While describing the company’s history, Murray admitted that Hello Games had “run out of money” during its creation No Man’s Sky, while taking on the challenge of “finishing something you really care about creatively”. He also noted that Hello Games staff had an average of nine employees over the past five years and confirmed that actual world construction data from No Man’s Sky was quite small: 300 MB. The rest of the game’s 2 GB size at launch consisted of audio and pre-baked UI assets.

The game’s recent “Foundation” update has since hit a million players, Murray said, but he didn’t clarify whether that number was a concurrent or combined count, nor whether that was split between PC and console.
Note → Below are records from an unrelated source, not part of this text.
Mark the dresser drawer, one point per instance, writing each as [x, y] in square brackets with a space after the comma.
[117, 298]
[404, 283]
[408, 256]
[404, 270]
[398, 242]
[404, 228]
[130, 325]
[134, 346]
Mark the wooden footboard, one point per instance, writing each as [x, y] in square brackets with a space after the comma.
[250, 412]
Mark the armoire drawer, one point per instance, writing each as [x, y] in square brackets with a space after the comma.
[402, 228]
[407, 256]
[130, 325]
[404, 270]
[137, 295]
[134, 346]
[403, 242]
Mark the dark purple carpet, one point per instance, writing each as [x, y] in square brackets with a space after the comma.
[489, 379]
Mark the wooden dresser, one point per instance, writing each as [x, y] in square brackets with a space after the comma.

Still, he insisted that reported crashes for the update have fallen to the 0.01 percent level, saying most of them are due to players running below minimum PC specs.

The panel focused largely on newer mathematical formulas and noise generation systems used to generate planetary terrain in No Man’s Sky‘s Foundation update, and Murray pointed to player feedback as a sign of the patch’s success, especially as it completely wiped out the game’s entire universe and rebuilt it from scratch.

“Something we kept hearing [about the Foundation update] was, the game feels a little bit more epic, or there’s a different feel to it,” Murray said. “That’s the terrain. I know, because when our changes were made, everyone on our team started to say: [the same thing]. It’s hard to put your finger on exactly why, but you know you’ll see more interesting places and things that you haven’t seen before.”

Murray pledged to continue developing new systems for generating mathematical content, both for No Man’s Sky and for new games. He also told the GDC crowd that Hello Games is renting. Procedural generation “is a big part of our future,” Murray said in his pitch to game developers. “Making really neat, weird bike decisions and letting them dictate a cascade of trouble: it’s cool for me to stand up and say to talented people like you, we’re looking for that kind of thing.”

The Hello Games team was unable to attend the Game Developers Choice Awards on Wednesday night, where No Man’s Sky beat the likes of The witness, pokemon goand Inside to win the innovation prize. During Thursday’s panel, Murray funny wailed about losing in other categories to… Inside before being hailed as a ‘great game’.